Nous avons avancé. Et soudain, ils sont apparus. Jurgens, qui était à la tête de la caravane, s'est arrêté et tout le monde a emboîté le pas. Il est allé au pied de la colline, j'ai couru pour le rattraper et un troupeau d'étudiants m'a suivi. "Votre premier cercle de fées", m'a dit Jurgens lorsque nous nous sommes tous réunis. Nous sommes devenus nous-mêmes un cercle à côté de hautes herbes poussant le long du bord d'une tache nue, et Jurgens a regardé le site, comme un astronome brisant une galaxie spirale. Il a souligné le signe le plus évident de la présence de ses termites sablonneux: un morceau d'herbe enveloppé dans des tubes de sable. Les termites construisent des tubes autour des tiges qu'ils mangent, comme il l'a expliqué, en émiettant une partie du tube entre ses doigts.

Puis il nous a fait visiter sa version de l'anatomie du cercle des fées, une théorie publiée pour la première fois par lui dans la revue Science en 2013. Au centre se trouve un terrain nu. Il est entouré par ce qu'il appelle la ceinture pérenne, ou l'anneau étroit de l'herbe la plus haute et la plus saine à proximité. Vient ensuite le halo, l'anneau le plus large d'herbe encore saine. Entre les cercles, il y a des anneaux d'une herbe plus clairsemée, qu'il appelle la matrice. Jurgens regarda d'un air approbateur le croquis que j'avais fait dans mon journal.

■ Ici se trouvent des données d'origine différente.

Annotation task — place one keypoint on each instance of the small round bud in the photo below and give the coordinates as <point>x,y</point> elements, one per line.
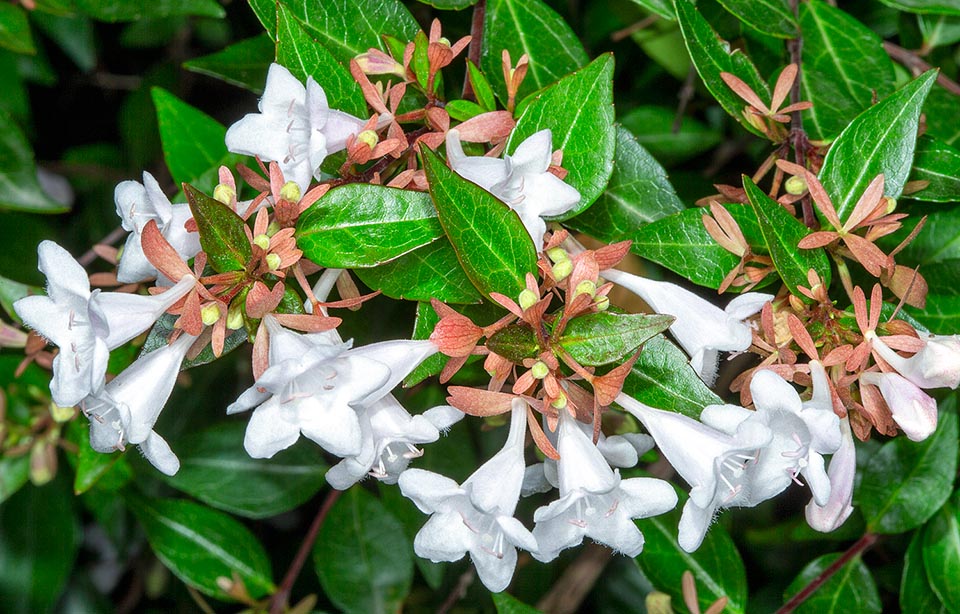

Son travail prétend que les modestes termites de Psammotermes arrangent des fées pour influencer leur environnement, tout comme les castors construisent des barrages. De son point de vue, chaque cercle fonctionne comme un réservoir - un compte d'accumulation hydrologique.

L'idée est la suivante. Lorsque la pluie se déverse enfin sur les sables de Namiba, le soleil et les racines des plantes aspirent immédiatement l'eau du sol. Mais à l'intérieur de la tache nue, les termites de sable rongeaient toutes les racines des plantes, bloquant leur croissance. L'absence de plantes permet à l'eau de pluie de pénétrer plus profondément dans le sol, vers des couches plus profondes, où elle reste dans les pores entre les granules. Selon les mesures de Jurgens, le sol à 60 cm sous la surface du cercle de fées s'avère être plus humide que le sol extérieur, d'environ 5% en volume de liquide. Il suggère que les termites dans ces endroits peuvent satisfaire la soif toute l'année, en utilisant des parties spéciales de la bouche pour aspirer l'eau du sable.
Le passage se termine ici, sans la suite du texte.